Financial reports help businesses see how they're doing and make better decisions. In this series, each article will explain a specific report, covering what it is, why a CPA needs it, how the numbers are calculated, and a simple example to show how it works. Whether it's about tracking income, managing costs, or checking how well your team is working, these articles will give you the basics to make sense of these important reports.
Aged Receivables (AR) Summary
What’s in this Report?
Does include:
Archived, inactive, and deleted clients
Because archived and deleted clients will still appear on the AR Summary report, any invoices that were still active at the time of the client’s archive/deletion may still appear on it. If an invoice appears on the AR Summary report that shouldn’t be, go to the AR Detail report and see if that invoice is hyperlinked there for you to select and archive/delete it.
If you can’t archive/delete an invoice because the client has already been permanently deleted, contact Canopy support to get a ticket entered for your request.
Does not include:
Archived and deleted Invoices
Report type | Column description | Permissions requirements |
Aged Receivables Summary: displays a summary of all aged receivables in Canopy | Client: the customer Current: balance owed in the current month Aging Schedule: how many days an invoice is past due Total: all outstanding invoices and credits | Billing Reports, Assigned Clients |
📊 What is an Aged Receivables (AR) Summary Report?
An Aged Receivables (AR) Summary Report is a financial document that shows the outstanding amounts that customers owe a business over a set period.
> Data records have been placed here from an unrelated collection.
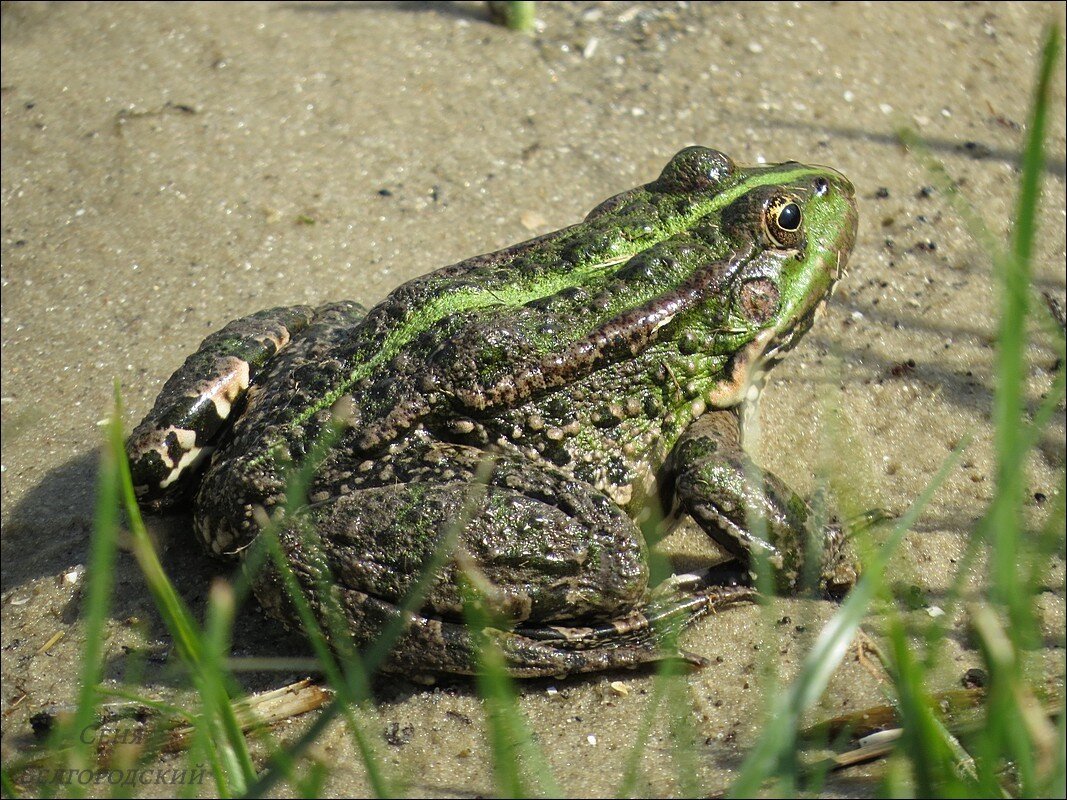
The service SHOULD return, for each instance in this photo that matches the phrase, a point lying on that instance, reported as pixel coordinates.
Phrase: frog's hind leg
(200, 400)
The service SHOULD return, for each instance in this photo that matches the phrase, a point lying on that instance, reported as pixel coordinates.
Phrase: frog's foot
(201, 399)
(661, 619)
(433, 645)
It breaks down these unpaid invoices into different time buckets based on how long they've been overdue. The usual categories are:
Current: Invoices that are still within their payment terms (e.g., due within 30 days).
31-60 Days: Invoices overdue by 31 to 60 days.
61-90 Days: Invoices overdue by 61 to 90 days.
Over 90 Days: Invoices overdue by more than 90 days.
👨🏻💼 Why Would a CPA Need It?
A CPA would need this report for several reasons:
Cash Flow Management: It helps the business understand how much money is expected to come in and when. This is crucial for planning expenses and managing cash flow.
Identifying Problems: The report can highlight issues with customers who are consistently late in paying or those who might be at risk of defaulting.
Financial Health: It provides a snapshot of the company's receivables, which is important for assessing the financial health of the business.
Auditing: During audits, CPAs use this report to verify the accuracy of the accounts receivable balance and to ensure that revenue is recognized correctly.
🔢 How is the Math Calculated for This Report?
The math behind the Aged Receivables Summary Report is pretty straightforward:
Categorizing Invoices: Each invoice is categorized based on the number of days it is overdue. This is done by subtracting the invoice date from the current date. For example, if today is August 16th and the invoice was dated July 1st, it's 46 days old and would fall into the "31-60 Days" category.
Summing Up Amounts: Once the invoices are categorized, the total amount owed in each category is summed up. This gives you the total receivables for each aging bucket (e.g., $10,000 in the 31-60 Days bucket).
Total Receivables: Finally, the sum of all the buckets gives the total accounts receivable amount. This shows how much money the business is waiting to collect.
For example, if a business has the following overdue invoices:
$5,000 current
$3,000 overdue by 31-60 days
$2,000 overdue by 61-90 days
$1,000 overdue by over 90 days
The report would show:
Current: $5,000
31-60 Days: $3,000
61-90 Days: $2,000
Over 90 Days: $1,000
Total Receivables: $11,000
This summary helps a business keep track of what’s owed and manage its collections process effectively.